Alles wird gut

47° 9' / 8° 32'


Sieben Aktionen mit Handlungs- und Bewegungssequenzen lasse ich einzeln an einem schönen Apriltag in der Landschaft auf dem Zugerberg filmen. Den Ort kann man vom Spital Baar aus sehen. Aus dem dreistündigen Filmmaterial werden Videostills ‹destilliert› und in verschiedenen Formaten auf Leinwand gedruckt. Zusammen ergeben die einzelnen Bilder den Ablauf einer Performance als Bilderfolge, die auf den monumentalen Wänden des Kantonsspitals im Treppenhaus und in den Gängen über fünf Geschosse verteilt neu inszeniert wird.

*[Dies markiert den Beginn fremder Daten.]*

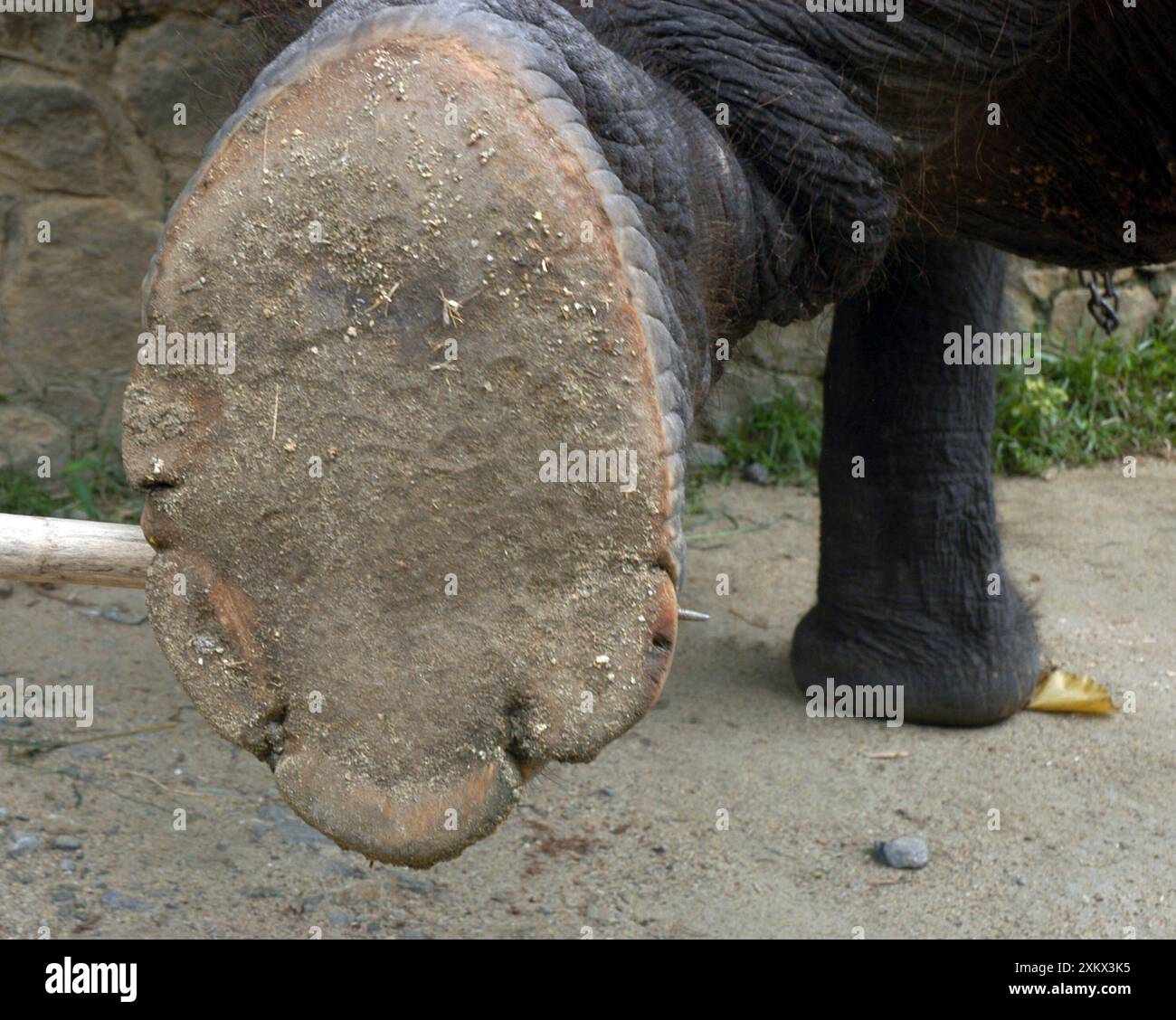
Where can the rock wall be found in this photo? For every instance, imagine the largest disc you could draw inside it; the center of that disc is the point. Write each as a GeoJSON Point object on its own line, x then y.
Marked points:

Ich ersteige mit Hilfe einer alten Holzleiter einen blühenden Kirschbaum. Aus seiner Krone werfe ich Zettel himmelwärts, auf die in fast dreissig Sprachen, von Deutsch über Serbokroatisch bis Urdu, die Botschaft «Alles wird gut» geschrieben steht. Die Sprachen korrespondieren mit den Herkunftsorten des Personals des Zuger Kantonsspitals. In einer anderen Aktion schiebe ich ein Beistelltischchen über Hügel, Wege, Acker und Wiesen, auch Steine und Äpfel werden so holpernd transportiert. Auf einem Hügel schwinge ich mit den Händen an einem Seil einen schweren Stein. Mitten auf einer Wiese tanze ich in wilden und kreisenden Bewegungen mit Äpfeln, die um meinen Hals und über meine Schultern hängen. Die vom Baum hinab gewehten «Alles wird gut»-Botschaften werden am Waldrand ein- oder ausgegraben? Die Kantonsstrasse nach Allenwinden befahre ich bäuchlings auf einem Rollhund – ein anstrengendes Vorwärtskommen, bei dem ich mich mit beiden Händen jeweils abstosse. In einer anderen Sequenz lasse ich mich von einer tanzenden Gartenstechgabel über die Kantonsstrasse navigieren.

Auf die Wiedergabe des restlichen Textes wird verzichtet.